Who Is Biden’s Big Georgia Voting-Rights Speech Really For?

Biden’s audience in Georgia isn’t easy to discern. Photo: Greg Nash-Pool/Getty Images

As part of the Democrats’ big voting-rights push, which is expected to culminate in Senate votes on the Freedom to Vote Act, President Biden (accompanied by Vice-President Kamala Harris, in an unusual road-show twofer) is traveling to Atlanta today for a big speech on the subject.

Given the extremely limited odds of legislative success on voting rights in the Senate, so long as Republicans filibuster it and two Democrats oppose filibuster reform, it’s appropriate to ask what Biden hopes to accomplish with this address. There are, it’s apparent, three different audiences he’s trying to reach.

Voting-rights advocates and the voters they represent

Biden’s most urgent task is to convince his party’s progressive base — most particularly voting-rights advocates and nonwhite voters — that he is “all in” on the subject, despite fears that he has sacrificed voting rights to other priorities, like the Build Back Better package. He has not yet made it publicly clear, for example, that he unambiguously favors the serious filibuster reforms necessary to overcome Republican obstruction in the Senate on legislation (like voting rights) that cannot be enacted as part of a budget-reconciliation bill like BBB. Biden has, in fact, been a little dodgy or even reactionary on this subject in the past.

It adds to the emotional impact of the Biden-Harris visit to Atlanta that it will occur just as Atlanta is preparing for the Martin Luther King Jr. holiday on January 17. The president and vice-president will reportedly lay a wreath at Dr. King’s burial site and pay a visit to the Ebenezer Baptist Church, where King’s most recent successor is Georgia’s new Democratic senator, Raphael Warnock.

The risk, of course, of any presidential statement making voting rights and filibuster reform a key test of Biden’s presidency, and for the governing trifecta Democrats temporarily control, is that he may raise expectations he is incapable of meeting, which could be deadly going into what is likely to be an enthusiasm-driven midterm election where his party is already in serious trouble.

Swing voters in Georgia

If Biden were speaking almost anywhere else, he could treat the people actually in front of him as props as he addresses other national audiences. But the Peach State is and will likely remain a key battleground state. Senator Raphael Warnock is running for a full term in November, probably against Georgia-born football legend Herschel Walker, a close friend of Donald Trump. And national voting-rights icon Stacey Abrams is running again for governor in a contest that will receive enormous attention, in part because of Trump’s efforts to purge incumbent Republican Brian Kemp via a primary challenge from former senator David Perdue. Biden reportedly chose to make the speech in Georgia in order to dramatize the new voter-suppressing election law Republicans enacted earlier this year; the White House staff has referred to Georgia as “the belly of the beast.”

But the law in question has united Georgia Republicans as has nothing else; even Trump’s No. 1 purge target, Secretary of State Brad Raffensperger, has enthusiastically endorsed it. So Biden needs to be sure-footed on this issue lest he sacrifice Democratic prospects in Georgia to some national intra-party maneuver.

The timing is a little tricky, too.

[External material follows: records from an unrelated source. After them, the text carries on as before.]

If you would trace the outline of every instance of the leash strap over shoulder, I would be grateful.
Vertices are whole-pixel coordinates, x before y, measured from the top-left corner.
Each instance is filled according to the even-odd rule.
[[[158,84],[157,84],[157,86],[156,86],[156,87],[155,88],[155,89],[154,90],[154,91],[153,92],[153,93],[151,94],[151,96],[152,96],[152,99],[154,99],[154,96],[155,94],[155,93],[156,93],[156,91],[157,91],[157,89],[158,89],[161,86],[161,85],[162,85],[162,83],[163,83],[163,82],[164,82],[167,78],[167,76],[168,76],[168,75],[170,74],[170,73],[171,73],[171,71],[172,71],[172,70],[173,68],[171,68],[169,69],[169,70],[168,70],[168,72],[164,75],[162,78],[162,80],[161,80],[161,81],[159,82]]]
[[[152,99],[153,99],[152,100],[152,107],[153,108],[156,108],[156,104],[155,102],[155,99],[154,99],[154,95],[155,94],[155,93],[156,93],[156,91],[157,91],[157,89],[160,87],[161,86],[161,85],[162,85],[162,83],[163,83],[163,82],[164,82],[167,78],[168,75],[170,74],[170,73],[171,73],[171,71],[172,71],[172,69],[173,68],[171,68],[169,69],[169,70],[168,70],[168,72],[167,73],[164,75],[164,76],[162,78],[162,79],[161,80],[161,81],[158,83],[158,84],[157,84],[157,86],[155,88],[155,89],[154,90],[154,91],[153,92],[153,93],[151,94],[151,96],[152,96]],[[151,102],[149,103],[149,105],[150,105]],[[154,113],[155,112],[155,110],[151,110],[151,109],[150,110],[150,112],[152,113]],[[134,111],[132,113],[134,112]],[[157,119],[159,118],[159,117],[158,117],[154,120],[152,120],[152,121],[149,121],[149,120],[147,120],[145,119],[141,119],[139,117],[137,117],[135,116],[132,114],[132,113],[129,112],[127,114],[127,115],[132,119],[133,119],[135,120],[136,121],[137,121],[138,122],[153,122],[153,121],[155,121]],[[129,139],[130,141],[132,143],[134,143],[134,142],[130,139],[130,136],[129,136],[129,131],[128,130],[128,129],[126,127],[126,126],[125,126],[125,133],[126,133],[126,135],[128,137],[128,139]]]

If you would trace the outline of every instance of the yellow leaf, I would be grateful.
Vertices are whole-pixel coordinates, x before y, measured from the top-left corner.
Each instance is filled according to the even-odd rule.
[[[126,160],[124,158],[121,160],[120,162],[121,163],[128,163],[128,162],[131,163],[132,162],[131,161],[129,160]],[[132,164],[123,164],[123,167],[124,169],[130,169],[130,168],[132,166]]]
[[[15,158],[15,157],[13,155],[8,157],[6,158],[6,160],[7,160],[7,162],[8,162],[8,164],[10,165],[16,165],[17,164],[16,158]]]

The night before Biden’s speech in Atlanta, the University of Georgia Bulldogs played the Alabama Crimson Tide for the college-football national championship – and won. This is a very big deal in this football-mad state, and could easily reduce the amount of attention a presidential event might normally attract.

As it happens, I was a speechwriter for the Georgia governor (George Busbee) who was in office last time UGA won a national championship in football. He had to deliver a State of the State Address about a week after the big victory, and we planned a major bid for national attention in remarks on Reagan’s New Federalism initiative. But Busbee began by gravely talking about “the question all Georgians are asking each other today,” and delivered the punch line: “How ’bout them dawgs?” Biden should consider something similar.

Joe Manchin and Kyrsten Sinema

What would fully vindicate the Democratic voting-rights “push” generally and Biden’s speech specifically? That’s simple: a change of position by the two Democratic senators currently blocking filibuster reform, the senior senators from Arizona and West Virginia. The odds of that happening are by general assent very low; both Manchin and Sinema have repeatedly and recently reiterated their opposition to any significant changes in the threshold for ending a filibuster (now an impossible 60 votes for anything Republicans oppose). Manchin in particular has no real political incentive to bend to the will of a president who won less than 30 percent of the vote in his state in 2020. And with BBB still subject to negotiations between Biden and Manchin, how the former talks about the latter in Atlanta could have all sort of collateral effects, some of them bad.

So the president must thread multiple needles in Atlanta, all without sacrificing the passionate commitment he needs to show he shares with nearly all Democrats on this fraught subject.

Who Is Biden’s Big Georgia Voting-Rights Speech Really For?